Mezzosangue: "Un nuovo album libero e di pancia"
“‘Viscerale’ è il frutto di un bisogno di tornare a scrivere, libero, a essere diretto oltre le aspettative e i giudizi, prima dei freni personali, come dalle viscere, come essere a casa”, racconta Mezzosangue nel presentare il suo nuovo album. È un disco che colpisce al volto, che affronta le pressioni e le attese del pubblico, mettendo in luce il peso delle opinioni esterne, e, nel suo essere nato senza briglie e senza progetti alla base, è anche un simbolo intrinseco di libertà artistica. Il viaggio musicale è orchestrato da Yazee, G-laspada, Verano, Mr. Monkey e dallo stesso rapper mascherato. È un album denso, autentico, sotto la bandiera di uno spirito underground aperto, mai chiuso in se stesso, e soprattutto selvaggio. È come una bestia feroce che non può essere addomesticata. Qui il tour in cui verrà presentato.
Questo è un album evidentemente figlio di un percorso. Volevi tornare a qualcosa di primordiale?
Per la prima volta è un progetto che non ho pensato. È nato da sessioni con diversi produttori, non ho elaborato un concept prima delle canzoni. Ho lasciato che i brani uscissero, liberamente. Poi, mettendoli tutti insieme per capire che cosa mi stessero dicendo, mi sono reso conto di essere davanti esattamente a quello che sono oggi.
Cioè?
Viscerale. È la parola che mi caratterizza di più e che mi ha sempre caratterizzato. Una profondità in altezza. Una forza di pancia. È quello che sono sempre stato.
Volevi recuperare l’istinto nel fare musica?
Sì, volevo viaggiare lontano dai costrutti che si generano in testa. Volevo dare spazio alla pancia.
Che cosa hai scoperto andando o tornando in profondità?
Che mi diverto di più. Il piacere di mettersi a fare musica diretta genera bellezza. E questo disco è stato mosso dalla ricerca costante di bellezza.
È un disco, a tratti, molto arrabbiato. La copertina con te seduto, in un momento di calma, con un cane, è bugiarda?

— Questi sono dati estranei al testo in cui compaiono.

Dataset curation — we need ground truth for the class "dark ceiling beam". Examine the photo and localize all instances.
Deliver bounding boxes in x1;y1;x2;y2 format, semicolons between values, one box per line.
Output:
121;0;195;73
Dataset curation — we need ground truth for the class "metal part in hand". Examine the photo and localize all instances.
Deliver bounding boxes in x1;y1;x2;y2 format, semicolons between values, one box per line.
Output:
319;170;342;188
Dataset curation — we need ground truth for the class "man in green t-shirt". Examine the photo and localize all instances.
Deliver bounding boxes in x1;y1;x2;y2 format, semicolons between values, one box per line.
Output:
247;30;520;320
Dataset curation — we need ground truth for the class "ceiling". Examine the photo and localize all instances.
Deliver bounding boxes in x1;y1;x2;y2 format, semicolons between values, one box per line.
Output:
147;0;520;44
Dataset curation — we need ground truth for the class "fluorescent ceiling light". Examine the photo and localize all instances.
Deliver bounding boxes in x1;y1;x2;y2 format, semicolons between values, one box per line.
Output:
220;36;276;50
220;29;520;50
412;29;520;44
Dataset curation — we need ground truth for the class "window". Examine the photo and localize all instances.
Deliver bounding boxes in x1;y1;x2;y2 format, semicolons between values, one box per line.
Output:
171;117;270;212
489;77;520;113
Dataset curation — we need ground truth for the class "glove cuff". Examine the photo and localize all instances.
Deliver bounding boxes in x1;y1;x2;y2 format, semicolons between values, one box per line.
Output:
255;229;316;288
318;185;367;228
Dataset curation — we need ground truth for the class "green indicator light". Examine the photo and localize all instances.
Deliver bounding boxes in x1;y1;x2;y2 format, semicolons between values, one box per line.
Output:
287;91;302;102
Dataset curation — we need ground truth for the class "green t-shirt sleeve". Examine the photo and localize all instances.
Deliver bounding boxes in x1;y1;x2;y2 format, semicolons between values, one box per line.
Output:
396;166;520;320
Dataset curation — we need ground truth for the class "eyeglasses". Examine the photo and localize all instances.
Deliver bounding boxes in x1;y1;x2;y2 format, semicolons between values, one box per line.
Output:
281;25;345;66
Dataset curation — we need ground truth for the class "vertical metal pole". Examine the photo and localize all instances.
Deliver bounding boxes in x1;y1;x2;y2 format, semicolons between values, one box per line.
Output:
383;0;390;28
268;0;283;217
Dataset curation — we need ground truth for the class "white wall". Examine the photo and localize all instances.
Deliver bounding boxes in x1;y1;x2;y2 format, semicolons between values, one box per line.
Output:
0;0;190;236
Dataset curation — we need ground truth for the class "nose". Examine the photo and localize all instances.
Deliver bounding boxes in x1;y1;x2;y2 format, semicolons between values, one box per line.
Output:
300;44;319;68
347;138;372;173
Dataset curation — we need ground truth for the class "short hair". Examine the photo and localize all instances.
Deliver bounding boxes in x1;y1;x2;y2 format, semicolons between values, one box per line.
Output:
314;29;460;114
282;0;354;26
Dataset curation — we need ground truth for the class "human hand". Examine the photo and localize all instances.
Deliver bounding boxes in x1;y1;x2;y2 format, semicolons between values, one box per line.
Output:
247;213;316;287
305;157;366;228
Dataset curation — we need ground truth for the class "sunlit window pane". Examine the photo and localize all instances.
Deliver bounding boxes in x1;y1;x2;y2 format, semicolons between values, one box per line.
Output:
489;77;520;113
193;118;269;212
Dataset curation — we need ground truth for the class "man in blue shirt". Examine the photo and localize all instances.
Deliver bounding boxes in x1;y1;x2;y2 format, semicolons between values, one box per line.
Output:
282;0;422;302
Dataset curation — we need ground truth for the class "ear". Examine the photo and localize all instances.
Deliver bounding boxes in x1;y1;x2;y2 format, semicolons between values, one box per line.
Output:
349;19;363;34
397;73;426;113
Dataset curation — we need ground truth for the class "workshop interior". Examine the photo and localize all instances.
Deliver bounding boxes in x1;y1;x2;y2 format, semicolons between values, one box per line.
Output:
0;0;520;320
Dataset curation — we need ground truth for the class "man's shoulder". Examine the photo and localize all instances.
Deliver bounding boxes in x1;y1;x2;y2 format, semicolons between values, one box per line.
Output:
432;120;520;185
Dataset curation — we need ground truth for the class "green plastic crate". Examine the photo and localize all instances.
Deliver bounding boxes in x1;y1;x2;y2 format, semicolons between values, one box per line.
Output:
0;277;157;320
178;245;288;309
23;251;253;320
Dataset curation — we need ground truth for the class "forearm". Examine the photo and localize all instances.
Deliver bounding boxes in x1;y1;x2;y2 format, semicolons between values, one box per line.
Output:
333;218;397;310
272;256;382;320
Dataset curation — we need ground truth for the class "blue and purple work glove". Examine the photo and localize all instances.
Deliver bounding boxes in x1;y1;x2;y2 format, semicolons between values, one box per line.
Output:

La copertina rappresenta un mio momento interiore, non tanto di pace, quanto di sicurezza. È come dire: mi siedo e faccio i conti con me stesso. Alcuni l’hanno interpretata in modo interessante, come una fotografia della “calma prima della tempesta”. La sicurezza deriva dal piacere di realizzare progetti così.
Anche a livello di scrittura sei stato più libero?
È stato diverso. Mi sono solo detto: butta fuori quello che hai dentro e racconta quello che ti interessa. “Sai se”, per esempio, riflette sul complottismo e sulle conseguenze che ha sulla società. È nato parlando con i miei amici. Alla fine del discorso, mi sono detto: “questo argomento lo voglio sviscerare”. Nessun brano è stato pensato prima, a tavolino.
Questo è un album più di “io” o più di “noi”?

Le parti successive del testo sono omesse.